Members of the Advisory Committee on Immunization Practices, or ACIP, voted 8-7 today to recommend the recently approved herpes zoster vaccine, Shingrix, over the only other FDA-approved vaccine, Zostavax.
Shingrix (GlaxoSmithKline) — a subunit adjuvanted vaccine that requires two doses — is now recommended for the prevention of herpes zoster, or shingles, in immunocompetent adults aged 50 years and older. ACIP members also voted 12-3 to recommend Shingrix for adults who previously received Zostavax (Merck), which is administered in a single dose.
The FDA approved Shingrix on Oct. 20. The approval was based on data from a phase 3 clinical trial program that showed the vaccine was more than 90% effective at preventing shingles in more than 38,000 participants. Shingrix also reduced the incidence of postherpetic neuralgia, the most common complication of shingles.
At today’s ACIP meeting, Kathleen Dooling, MD, MPH, a medical epidemiologist at the CDC’s Division of Viral Diseases, presented findings from the ACIP Herpes Zoster Work Group, which evaluated data on the safety and efficacy of Shingrix. She reported that the work group found “strong evidence” that Shingrix is safe, effective and durable, with minimal waning immunity in the first 4 years of vaccination. They also determined that Shingrix is cost-effective for all age groups, including individuals aged 50 to 59 years — a population that is not currently recommended to receive the Zoster vaccine because of concerns with waning immunity with age.
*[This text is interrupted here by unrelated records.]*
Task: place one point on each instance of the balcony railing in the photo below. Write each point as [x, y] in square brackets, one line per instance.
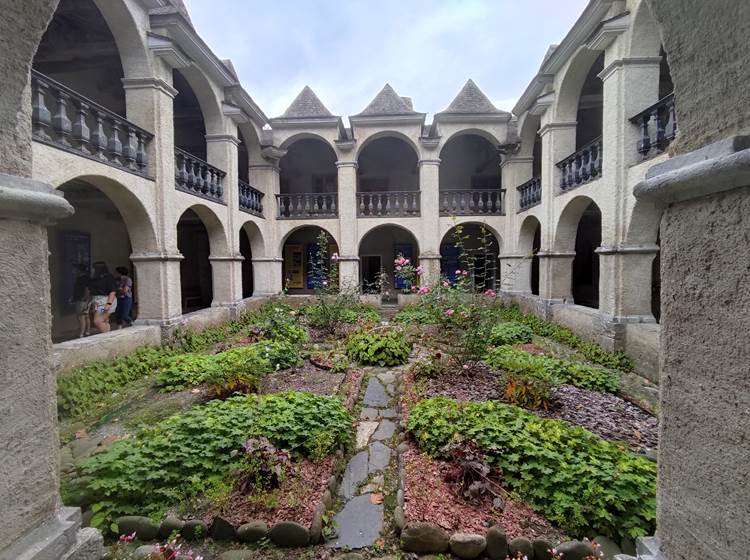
[658, 125]
[307, 205]
[467, 202]
[529, 193]
[65, 119]
[195, 176]
[251, 199]
[388, 203]
[582, 166]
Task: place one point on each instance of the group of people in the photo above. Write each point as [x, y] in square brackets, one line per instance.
[99, 294]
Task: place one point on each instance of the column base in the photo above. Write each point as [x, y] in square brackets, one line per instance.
[60, 538]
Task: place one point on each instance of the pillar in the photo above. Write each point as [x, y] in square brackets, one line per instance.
[349, 278]
[34, 526]
[625, 282]
[429, 242]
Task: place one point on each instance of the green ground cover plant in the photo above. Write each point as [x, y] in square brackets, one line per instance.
[190, 453]
[379, 347]
[513, 360]
[84, 390]
[510, 333]
[571, 476]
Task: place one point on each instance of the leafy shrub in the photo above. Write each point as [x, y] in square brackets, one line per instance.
[528, 391]
[82, 390]
[510, 333]
[190, 453]
[518, 361]
[569, 475]
[381, 348]
[236, 370]
[280, 353]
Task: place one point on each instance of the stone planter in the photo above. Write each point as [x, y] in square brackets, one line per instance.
[407, 299]
[371, 299]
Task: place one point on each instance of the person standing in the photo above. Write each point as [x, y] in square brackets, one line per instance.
[82, 299]
[103, 295]
[124, 297]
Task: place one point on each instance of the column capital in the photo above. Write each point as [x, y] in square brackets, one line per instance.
[154, 257]
[628, 249]
[549, 127]
[29, 200]
[149, 83]
[231, 138]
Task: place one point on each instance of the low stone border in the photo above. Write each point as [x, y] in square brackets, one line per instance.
[430, 538]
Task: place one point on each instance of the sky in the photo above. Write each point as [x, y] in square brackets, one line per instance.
[346, 50]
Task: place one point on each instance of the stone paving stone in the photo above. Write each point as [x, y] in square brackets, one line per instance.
[354, 474]
[364, 431]
[369, 414]
[380, 456]
[375, 395]
[385, 430]
[358, 524]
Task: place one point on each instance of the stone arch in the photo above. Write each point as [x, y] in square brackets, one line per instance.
[469, 161]
[298, 248]
[109, 225]
[480, 254]
[569, 92]
[377, 249]
[140, 224]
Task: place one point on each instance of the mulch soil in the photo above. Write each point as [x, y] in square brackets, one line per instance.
[306, 377]
[428, 497]
[294, 500]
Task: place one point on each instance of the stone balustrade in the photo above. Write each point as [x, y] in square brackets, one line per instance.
[388, 203]
[582, 166]
[197, 177]
[251, 199]
[65, 119]
[658, 125]
[529, 193]
[472, 202]
[306, 205]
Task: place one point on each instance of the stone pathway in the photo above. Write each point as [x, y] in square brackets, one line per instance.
[360, 521]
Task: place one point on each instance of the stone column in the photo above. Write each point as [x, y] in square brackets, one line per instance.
[34, 524]
[703, 497]
[625, 282]
[429, 242]
[267, 268]
[149, 104]
[349, 238]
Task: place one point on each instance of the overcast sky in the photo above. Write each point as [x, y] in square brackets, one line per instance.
[346, 50]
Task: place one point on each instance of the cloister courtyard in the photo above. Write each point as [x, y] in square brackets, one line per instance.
[471, 333]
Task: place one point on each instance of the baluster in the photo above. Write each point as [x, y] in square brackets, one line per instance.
[585, 160]
[141, 156]
[61, 122]
[40, 115]
[644, 146]
[81, 132]
[98, 137]
[114, 147]
[128, 151]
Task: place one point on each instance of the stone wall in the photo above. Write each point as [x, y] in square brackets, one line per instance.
[704, 490]
[706, 45]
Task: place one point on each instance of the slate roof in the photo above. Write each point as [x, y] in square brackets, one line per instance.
[306, 105]
[388, 102]
[471, 100]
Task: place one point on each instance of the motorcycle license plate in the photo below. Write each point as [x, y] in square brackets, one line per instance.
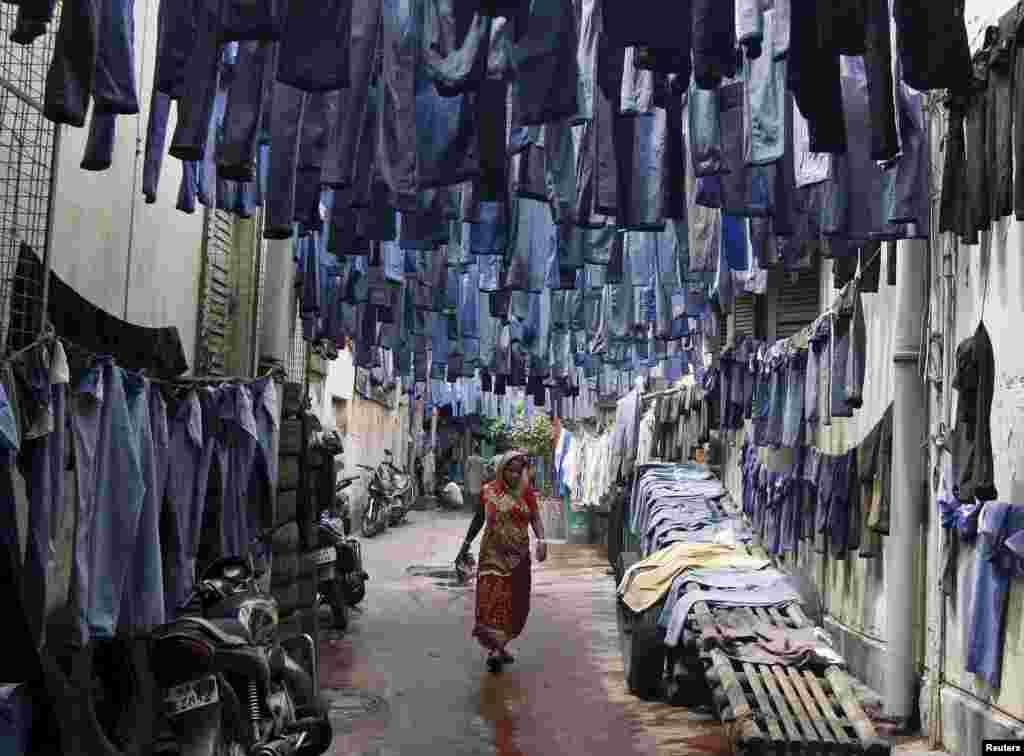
[194, 695]
[326, 555]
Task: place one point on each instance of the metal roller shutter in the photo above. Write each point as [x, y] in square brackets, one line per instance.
[215, 294]
[799, 301]
[743, 318]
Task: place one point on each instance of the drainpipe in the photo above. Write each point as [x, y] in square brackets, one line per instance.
[904, 542]
[275, 324]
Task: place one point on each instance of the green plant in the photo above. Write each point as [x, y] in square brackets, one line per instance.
[534, 434]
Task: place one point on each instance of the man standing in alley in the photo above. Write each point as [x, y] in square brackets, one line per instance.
[475, 470]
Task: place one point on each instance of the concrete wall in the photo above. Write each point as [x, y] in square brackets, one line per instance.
[987, 278]
[371, 426]
[107, 240]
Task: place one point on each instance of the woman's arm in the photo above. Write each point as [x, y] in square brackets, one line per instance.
[538, 525]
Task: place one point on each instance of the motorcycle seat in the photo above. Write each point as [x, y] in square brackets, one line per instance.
[333, 529]
[219, 630]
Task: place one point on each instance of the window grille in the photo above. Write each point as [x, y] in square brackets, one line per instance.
[29, 151]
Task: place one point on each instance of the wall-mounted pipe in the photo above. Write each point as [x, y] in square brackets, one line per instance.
[903, 546]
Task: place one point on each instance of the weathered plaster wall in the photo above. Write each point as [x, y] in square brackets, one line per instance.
[107, 240]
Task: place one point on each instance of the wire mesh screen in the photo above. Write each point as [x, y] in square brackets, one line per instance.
[296, 366]
[28, 153]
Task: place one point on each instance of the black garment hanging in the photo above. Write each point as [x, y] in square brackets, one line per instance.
[157, 350]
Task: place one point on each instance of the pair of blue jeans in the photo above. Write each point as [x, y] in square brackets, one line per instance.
[93, 58]
[111, 494]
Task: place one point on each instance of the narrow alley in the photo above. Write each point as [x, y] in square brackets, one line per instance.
[408, 678]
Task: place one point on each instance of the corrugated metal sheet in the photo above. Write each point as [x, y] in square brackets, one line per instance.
[743, 317]
[799, 301]
[215, 294]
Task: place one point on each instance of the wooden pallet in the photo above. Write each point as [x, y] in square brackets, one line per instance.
[781, 710]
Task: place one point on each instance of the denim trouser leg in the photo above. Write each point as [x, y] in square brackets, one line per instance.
[208, 182]
[840, 357]
[793, 423]
[714, 41]
[878, 59]
[286, 127]
[114, 87]
[44, 479]
[396, 155]
[247, 21]
[177, 27]
[185, 490]
[857, 362]
[70, 77]
[642, 170]
[813, 77]
[339, 167]
[33, 17]
[156, 137]
[244, 112]
[186, 192]
[764, 126]
[607, 91]
[111, 491]
[1000, 124]
[203, 76]
[238, 445]
[314, 46]
[705, 131]
[99, 147]
[144, 604]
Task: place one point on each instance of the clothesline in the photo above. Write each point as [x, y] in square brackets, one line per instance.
[832, 308]
[49, 335]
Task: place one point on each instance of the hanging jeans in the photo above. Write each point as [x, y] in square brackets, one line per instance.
[347, 130]
[714, 42]
[203, 77]
[321, 112]
[99, 145]
[396, 133]
[156, 138]
[813, 77]
[289, 107]
[143, 603]
[45, 489]
[71, 75]
[314, 46]
[93, 58]
[933, 44]
[111, 493]
[245, 111]
[237, 453]
[185, 492]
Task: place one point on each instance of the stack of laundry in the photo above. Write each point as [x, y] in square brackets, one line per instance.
[673, 503]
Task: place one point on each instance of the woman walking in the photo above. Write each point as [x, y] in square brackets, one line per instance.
[503, 581]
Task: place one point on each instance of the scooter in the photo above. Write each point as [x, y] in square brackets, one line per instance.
[341, 579]
[229, 685]
[389, 501]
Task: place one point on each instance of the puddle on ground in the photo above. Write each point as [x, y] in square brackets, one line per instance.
[445, 572]
[350, 703]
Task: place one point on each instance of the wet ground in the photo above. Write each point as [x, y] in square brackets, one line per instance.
[407, 678]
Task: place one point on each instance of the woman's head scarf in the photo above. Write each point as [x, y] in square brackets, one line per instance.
[505, 459]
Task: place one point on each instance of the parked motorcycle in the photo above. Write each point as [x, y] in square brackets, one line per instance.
[389, 500]
[341, 580]
[229, 685]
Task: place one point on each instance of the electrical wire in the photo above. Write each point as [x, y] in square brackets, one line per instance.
[135, 163]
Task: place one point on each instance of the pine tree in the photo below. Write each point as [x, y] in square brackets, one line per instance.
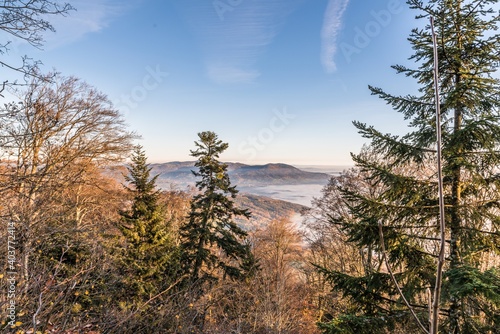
[149, 253]
[406, 202]
[212, 242]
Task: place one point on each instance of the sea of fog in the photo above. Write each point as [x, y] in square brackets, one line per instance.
[296, 193]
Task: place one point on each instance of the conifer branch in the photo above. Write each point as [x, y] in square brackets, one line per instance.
[384, 256]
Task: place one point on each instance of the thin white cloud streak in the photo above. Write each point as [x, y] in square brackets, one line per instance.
[90, 16]
[332, 23]
[232, 44]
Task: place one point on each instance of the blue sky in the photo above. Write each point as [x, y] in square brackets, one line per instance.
[279, 80]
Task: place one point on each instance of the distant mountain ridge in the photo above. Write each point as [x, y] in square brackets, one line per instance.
[180, 173]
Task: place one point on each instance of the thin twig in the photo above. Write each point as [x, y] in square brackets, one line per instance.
[439, 272]
[382, 246]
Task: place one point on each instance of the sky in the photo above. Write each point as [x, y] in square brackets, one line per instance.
[279, 80]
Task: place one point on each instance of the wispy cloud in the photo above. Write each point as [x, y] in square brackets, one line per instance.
[233, 37]
[332, 23]
[90, 16]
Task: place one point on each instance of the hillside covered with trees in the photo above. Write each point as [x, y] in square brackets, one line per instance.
[406, 241]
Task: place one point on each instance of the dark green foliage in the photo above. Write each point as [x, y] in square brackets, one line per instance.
[402, 170]
[149, 253]
[211, 239]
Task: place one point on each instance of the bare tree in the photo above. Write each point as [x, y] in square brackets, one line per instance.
[50, 141]
[26, 20]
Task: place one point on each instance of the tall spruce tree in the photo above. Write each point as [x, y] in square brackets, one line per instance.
[149, 253]
[405, 173]
[212, 242]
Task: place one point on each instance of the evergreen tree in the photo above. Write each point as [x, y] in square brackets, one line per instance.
[405, 173]
[211, 239]
[150, 247]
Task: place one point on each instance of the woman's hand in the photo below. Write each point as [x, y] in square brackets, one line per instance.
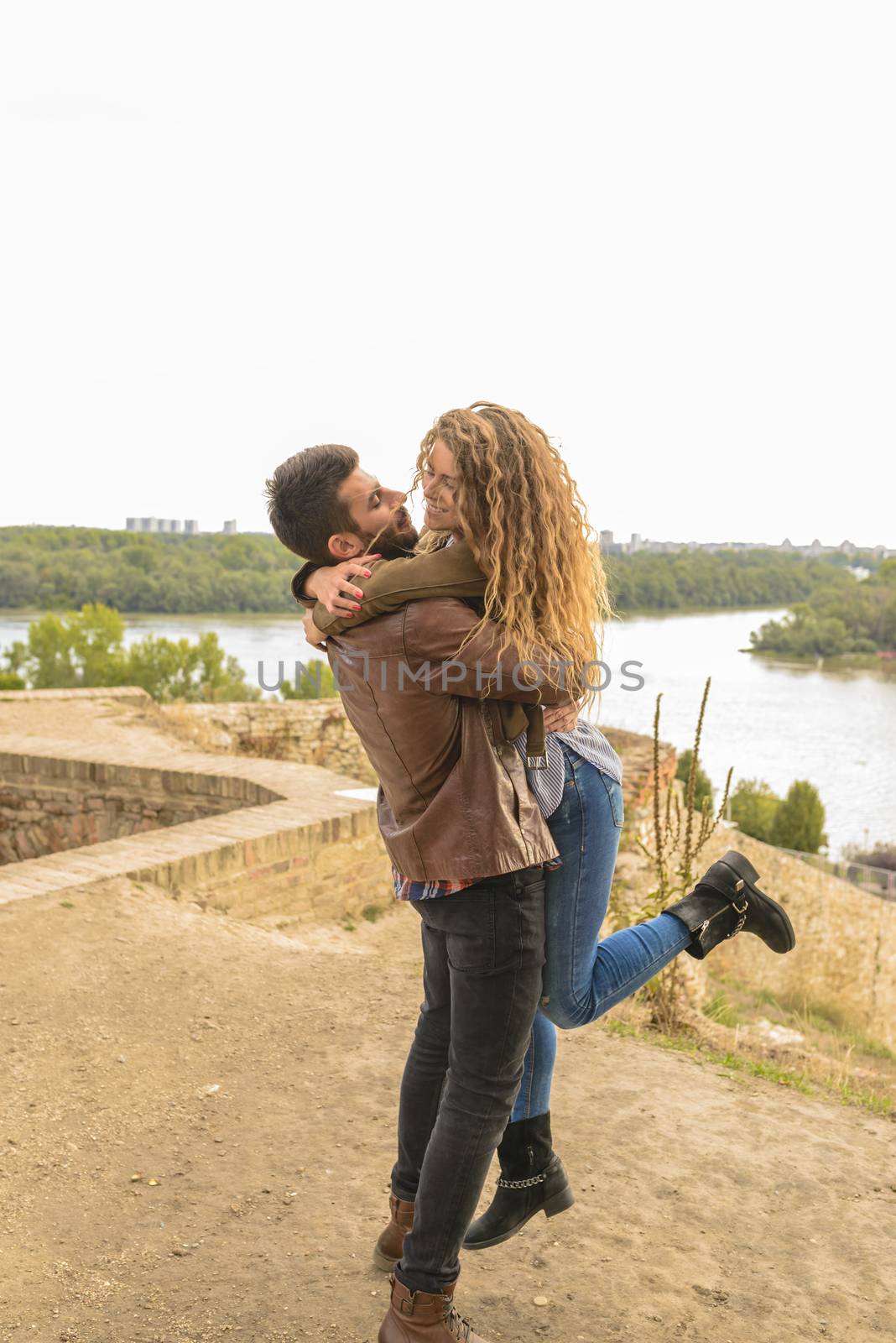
[561, 718]
[331, 588]
[311, 633]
According to data presented by Angela Guo, MPH, a fellow at U.S. Department of Energy’s Oak Ridge Institute for Science and Education and a researcher at the CDC’s Division of Viral Diseases, Shingrix maintained at least 85% efficacy against shingles 4 years after vaccination. In contrast, Zostavax was estimated to be 40% or less effective 4 years after vaccination.
Because of a lack of vaccine efficacy and waning immunity with Zostavax, the ACIP Herpes Zoster Work Group recommended administering Shingrix to patients who had previously received Zostavax. ACIP members set a minimum interval of 8 weeks between the administration of Shingrix following Zostavax. However, guidance for determining an optimal interval for patients will be published by CDC at a later date.
Despite the observed benefits of Shingrix, members expressed concern over the lack of long-term safety data, potential adherence issues with the two-dose regimen and the possibility of vaccine supply issues.
“It has never been given outside of a research setting, and that’s what I’m really struggling with,” Cynthia Pellegrini, senior vice president of public policy and government affairs for the March of Dimes, said during the meeting. “We know there are a lot of unknowns and there is a lot we need to learn over the next few years. To start out with a preferential recommendation, as great as this vaccine sounds, is really hard.”
The majority, however, believed that the advantages of Shingrix outweighed those concerns.
“It is the role of the ACIP to address the evidence available to us and to make changes to our recommendations if the evidence changes,” said Kelly Moore, MD, MPH, director of the Tennessee Department of Health’s immunization program and assistant clinical professor in the department of health policy at Vanderbilt University School of Medicine. “The evidence before us is this vaccine performs in a very superior fashion and will prevent much more disease than the other product that’s available. It’s up to us to figure out how to make sure that the public gets the two doses that they need.” – by Stephanie Viguers
Gou, Moore and Pellegrini report no relevant financial disclosures.